Sua discografia não é tão extensa quanto ao Milton Nascimento. Mas Beto Guedes e sua guitarra elétrica deu um outro rumo ao Clube da Esquina, mostrando que, além de ser capaz de fugir do violão, as músicas poderiam ter outros arranjos e outros instrumentos, como os casos de Wagner Tiso, parceiro de Milton no estúdio em "Coração de Estudante", e de Flavio Venturini, inicialmente com o grupo 14 Bis e, depois, em carreira solo.  Ambos pianistas.

Fonte: http://amusicaquevemdeminas.blogspot.com/

Um dos grandes mistérios da história fonográfica nacional é essa capa aí, do LP "Clube da Esquina", lançado em 1972: quem são essas crianças? Há quem jure pelo ouro de Minas que são Milton Nascimento e...? Seria, mesmo, Milton?

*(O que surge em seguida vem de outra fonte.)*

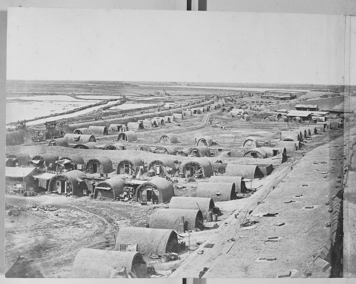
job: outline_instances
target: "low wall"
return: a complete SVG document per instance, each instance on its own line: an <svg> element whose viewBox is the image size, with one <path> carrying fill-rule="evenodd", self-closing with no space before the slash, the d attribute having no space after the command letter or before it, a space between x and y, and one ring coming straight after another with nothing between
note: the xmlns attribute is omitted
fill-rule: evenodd
<svg viewBox="0 0 356 284"><path fill-rule="evenodd" d="M166 110L162 110L161 112L148 113L141 114L138 114L132 116L126 116L124 117L113 118L111 119L105 119L103 120L95 120L94 121L87 122L79 123L74 123L72 124L68 124L64 125L57 125L57 129L62 130L65 133L69 133L68 130L70 130L70 133L73 133L77 128L88 128L90 126L106 126L109 127L111 124L126 124L128 122L136 122L139 120L143 120L145 118L152 118L156 117L164 117L165 115L172 115L173 114L181 113L182 110L187 109L187 108L192 108L198 107L203 107L206 104L210 104L216 101L215 98L207 102L204 102L197 104L188 105L182 108L178 108Z"/></svg>
<svg viewBox="0 0 356 284"><path fill-rule="evenodd" d="M332 98L325 98L324 99L316 99L303 100L301 102L295 102L294 103L288 103L286 104L281 104L269 105L268 108L271 110L276 110L278 109L294 109L296 104L317 104L319 109L323 108L331 109L335 105L341 103L344 101L344 96L334 97ZM262 109L262 108L259 108Z"/></svg>
<svg viewBox="0 0 356 284"><path fill-rule="evenodd" d="M331 197L328 207L333 208L331 236L326 239L313 260L312 278L339 277L342 258L342 186Z"/></svg>

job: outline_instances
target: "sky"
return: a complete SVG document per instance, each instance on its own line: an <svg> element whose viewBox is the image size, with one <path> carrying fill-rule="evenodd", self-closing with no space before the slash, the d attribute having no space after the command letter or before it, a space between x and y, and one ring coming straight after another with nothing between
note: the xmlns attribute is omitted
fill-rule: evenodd
<svg viewBox="0 0 356 284"><path fill-rule="evenodd" d="M9 8L7 79L343 84L342 15Z"/></svg>

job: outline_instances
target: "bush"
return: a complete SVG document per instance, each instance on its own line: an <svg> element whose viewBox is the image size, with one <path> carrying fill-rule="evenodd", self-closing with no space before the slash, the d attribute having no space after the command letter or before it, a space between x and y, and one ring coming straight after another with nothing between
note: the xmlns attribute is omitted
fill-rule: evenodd
<svg viewBox="0 0 356 284"><path fill-rule="evenodd" d="M30 191L27 190L23 192L24 196L35 196L37 195L37 192L35 191Z"/></svg>

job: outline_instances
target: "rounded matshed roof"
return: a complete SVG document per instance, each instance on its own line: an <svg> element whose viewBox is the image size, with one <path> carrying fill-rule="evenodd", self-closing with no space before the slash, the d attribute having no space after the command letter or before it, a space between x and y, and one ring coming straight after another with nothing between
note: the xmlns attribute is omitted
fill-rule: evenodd
<svg viewBox="0 0 356 284"><path fill-rule="evenodd" d="M59 158L59 160L67 159L70 160L73 163L77 165L83 165L84 164L84 160L83 157L79 155L71 155L68 156L64 156Z"/></svg>
<svg viewBox="0 0 356 284"><path fill-rule="evenodd" d="M188 222L188 229L202 225L203 216L201 211L195 209L155 209L151 214L150 227L153 229L170 229L180 232L182 217Z"/></svg>
<svg viewBox="0 0 356 284"><path fill-rule="evenodd" d="M173 196L169 202L170 209L200 210L204 218L206 218L209 209L214 206L213 198L205 197Z"/></svg>
<svg viewBox="0 0 356 284"><path fill-rule="evenodd" d="M24 152L19 152L14 154L7 155L6 158L16 158L19 160L19 165L20 166L26 166L31 159L30 155Z"/></svg>
<svg viewBox="0 0 356 284"><path fill-rule="evenodd" d="M120 159L117 162L117 166L119 166L119 164L125 161L128 161L134 165L134 167L140 167L145 165L145 162L142 159L138 157L131 157L130 158Z"/></svg>
<svg viewBox="0 0 356 284"><path fill-rule="evenodd" d="M167 133L162 135L159 138L159 143L163 143L164 141L161 141L164 137L167 137L171 141L172 144L176 144L178 143L178 138L177 135L174 133Z"/></svg>
<svg viewBox="0 0 356 284"><path fill-rule="evenodd" d="M198 158L182 163L180 166L183 168L187 164L194 163L200 166L203 170L203 175L205 177L209 177L213 175L213 165L211 162L206 158Z"/></svg>
<svg viewBox="0 0 356 284"><path fill-rule="evenodd" d="M112 170L112 162L110 158L107 157L98 157L91 158L87 161L86 164L92 160L95 160L99 162L103 166L103 172L104 174L110 172Z"/></svg>
<svg viewBox="0 0 356 284"><path fill-rule="evenodd" d="M76 278L108 278L113 269L126 267L127 274L136 263L145 263L138 252L82 248L74 259L72 276Z"/></svg>
<svg viewBox="0 0 356 284"><path fill-rule="evenodd" d="M144 182L140 185L137 188L136 192L140 188L148 185L154 186L162 194L163 202L166 202L169 201L171 198L174 196L174 191L173 186L169 181L163 177L155 177L150 181ZM136 200L138 197L138 195L137 194Z"/></svg>
<svg viewBox="0 0 356 284"><path fill-rule="evenodd" d="M256 147L258 146L258 141L257 141L257 139L256 139L256 138L254 136L249 136L245 140L245 141L244 142L244 144L242 145L242 147L245 147L245 144L247 143L247 141L252 141L255 142L255 144L256 145Z"/></svg>
<svg viewBox="0 0 356 284"><path fill-rule="evenodd" d="M158 255L168 252L166 247L169 242L178 245L177 234L172 230L121 227L117 232L115 250L119 250L120 244L137 244L138 251L148 257L150 253Z"/></svg>
<svg viewBox="0 0 356 284"><path fill-rule="evenodd" d="M228 164L224 175L228 176L243 176L245 179L255 178L258 175L258 166L255 165Z"/></svg>
<svg viewBox="0 0 356 284"><path fill-rule="evenodd" d="M212 198L215 202L233 200L236 197L236 187L235 182L198 182L197 197Z"/></svg>

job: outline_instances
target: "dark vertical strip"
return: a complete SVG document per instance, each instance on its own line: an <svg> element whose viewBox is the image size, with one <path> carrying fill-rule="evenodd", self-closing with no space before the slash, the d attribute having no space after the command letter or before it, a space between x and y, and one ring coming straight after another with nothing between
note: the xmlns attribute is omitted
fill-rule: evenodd
<svg viewBox="0 0 356 284"><path fill-rule="evenodd" d="M192 11L192 0L187 0L187 10Z"/></svg>

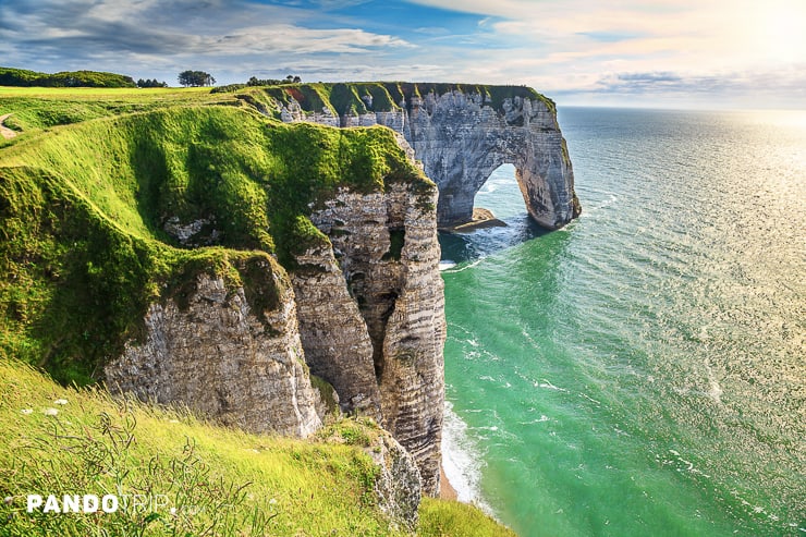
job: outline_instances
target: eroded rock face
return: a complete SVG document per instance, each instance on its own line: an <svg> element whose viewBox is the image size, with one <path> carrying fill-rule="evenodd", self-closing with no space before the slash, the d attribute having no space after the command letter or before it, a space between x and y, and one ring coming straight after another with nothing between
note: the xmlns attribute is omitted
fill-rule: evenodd
<svg viewBox="0 0 806 537"><path fill-rule="evenodd" d="M333 385L345 411L379 418L417 461L427 493L439 491L444 401L435 203L432 188L404 184L340 192L312 216L332 252L308 251L292 277L312 371Z"/></svg>
<svg viewBox="0 0 806 537"><path fill-rule="evenodd" d="M375 481L378 507L389 516L395 529L417 528L422 484L414 457L390 435L381 434L366 450L380 475Z"/></svg>
<svg viewBox="0 0 806 537"><path fill-rule="evenodd" d="M415 155L439 186L440 225L469 221L476 193L503 163L515 166L537 223L555 229L578 216L565 141L544 101L514 97L493 110L480 95L428 94L413 100L408 126Z"/></svg>
<svg viewBox="0 0 806 537"><path fill-rule="evenodd" d="M441 228L469 222L476 193L501 164L514 164L526 208L548 229L579 212L574 172L553 106L528 97L494 105L478 93L450 90L410 96L391 111L335 118L323 109L303 113L298 103L280 106L283 121L339 126L384 125L402 134L439 187Z"/></svg>
<svg viewBox="0 0 806 537"><path fill-rule="evenodd" d="M129 343L105 368L111 391L181 402L255 432L306 437L321 426L325 408L305 370L290 286L262 320L243 289L207 274L186 302L151 305L145 341Z"/></svg>

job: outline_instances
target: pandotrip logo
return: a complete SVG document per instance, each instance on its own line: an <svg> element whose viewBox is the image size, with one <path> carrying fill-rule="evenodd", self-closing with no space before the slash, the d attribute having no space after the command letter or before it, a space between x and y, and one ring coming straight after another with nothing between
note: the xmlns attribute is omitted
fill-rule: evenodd
<svg viewBox="0 0 806 537"><path fill-rule="evenodd" d="M11 504L14 498L5 498ZM170 499L166 495L27 495L25 511L27 513L159 513L176 514L171 508Z"/></svg>

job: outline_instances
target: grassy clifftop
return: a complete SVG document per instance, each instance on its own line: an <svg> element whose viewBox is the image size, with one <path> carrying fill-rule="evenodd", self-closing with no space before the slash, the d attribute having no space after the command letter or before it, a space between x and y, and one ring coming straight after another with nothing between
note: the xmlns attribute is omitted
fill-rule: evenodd
<svg viewBox="0 0 806 537"><path fill-rule="evenodd" d="M135 87L135 84L131 76L98 71L62 71L50 74L0 68L0 86Z"/></svg>
<svg viewBox="0 0 806 537"><path fill-rule="evenodd" d="M515 97L540 100L555 111L554 102L526 86L494 86L484 84L437 84L410 82L355 82L338 84L286 84L266 88L230 86L222 93L237 94L240 98L273 111L279 118L278 105L288 106L293 98L303 112L319 113L322 109L334 115L353 115L367 112L401 110L401 103L412 106L413 98L428 94L437 96L461 91L480 95L485 105L501 110L503 101Z"/></svg>
<svg viewBox="0 0 806 537"><path fill-rule="evenodd" d="M327 241L308 215L333 190L435 188L392 133L285 125L199 90L0 88L7 113L22 135L0 141L0 534L401 535L374 497L371 425L280 439L64 388L91 383L199 272L235 286L268 264L264 291L288 285L295 248ZM166 233L173 218L207 222L198 245ZM110 492L167 503L25 512L29 493ZM417 533L509 535L432 499Z"/></svg>
<svg viewBox="0 0 806 537"><path fill-rule="evenodd" d="M264 258L286 283L269 256L292 267L297 249L327 241L307 215L335 188L432 187L381 127L151 106L34 129L0 149L0 355L87 383L138 335L148 304L199 271L237 284ZM178 244L169 219L206 222L208 245Z"/></svg>
<svg viewBox="0 0 806 537"><path fill-rule="evenodd" d="M408 535L377 507L370 423L309 441L256 436L63 388L16 361L0 359L0 378L2 535ZM114 513L26 512L27 495L109 493ZM417 535L512 534L469 505L424 499Z"/></svg>

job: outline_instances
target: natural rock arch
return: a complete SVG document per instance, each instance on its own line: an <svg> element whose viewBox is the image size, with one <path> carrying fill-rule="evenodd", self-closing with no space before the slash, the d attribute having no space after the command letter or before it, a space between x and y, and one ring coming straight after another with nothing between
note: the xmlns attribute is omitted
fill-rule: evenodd
<svg viewBox="0 0 806 537"><path fill-rule="evenodd" d="M441 228L472 219L476 193L504 163L515 167L526 209L540 225L561 228L581 212L557 108L529 87L351 83L304 98L305 88L267 89L274 114L342 127L380 124L402 134L437 183ZM330 101L322 102L328 91Z"/></svg>
<svg viewBox="0 0 806 537"><path fill-rule="evenodd" d="M579 215L574 173L553 108L515 96L496 110L479 94L427 94L411 103L406 139L439 187L440 227L467 222L479 188L501 164L515 167L526 209L557 229Z"/></svg>

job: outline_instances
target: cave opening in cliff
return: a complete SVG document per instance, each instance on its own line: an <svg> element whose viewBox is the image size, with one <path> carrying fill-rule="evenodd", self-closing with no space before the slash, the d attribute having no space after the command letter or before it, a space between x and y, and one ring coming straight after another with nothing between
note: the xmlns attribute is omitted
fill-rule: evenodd
<svg viewBox="0 0 806 537"><path fill-rule="evenodd" d="M483 209L487 209L492 215L484 215ZM486 216L502 221L528 216L513 164L501 164L490 173L476 193L473 212L474 219L477 218L476 215L479 215L479 217Z"/></svg>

Há na cultura atual, como um todo, uma grande onda revival. Velhos costumes, cores e roupas estão voltando. Com a música não é diferente. Apesar de vários artistas regravarem músicas do Clube da Esquina, mesmo na época, como o caso de Elis Regina, fica aqui a esperança de vermos - e ouvirmos - os integrantes originais desse movimento musical nacional.

O primeiro a retornar do hiato foi, justamente, Beto Guedes, lançando o CD "Dias de Paz" em 1998, sete anos após "Andaluz". Milton Nascimento praticamente não parou a sua produção. O maior intervalo entre discos é de 2 anos, mas ficou afastado da mídia.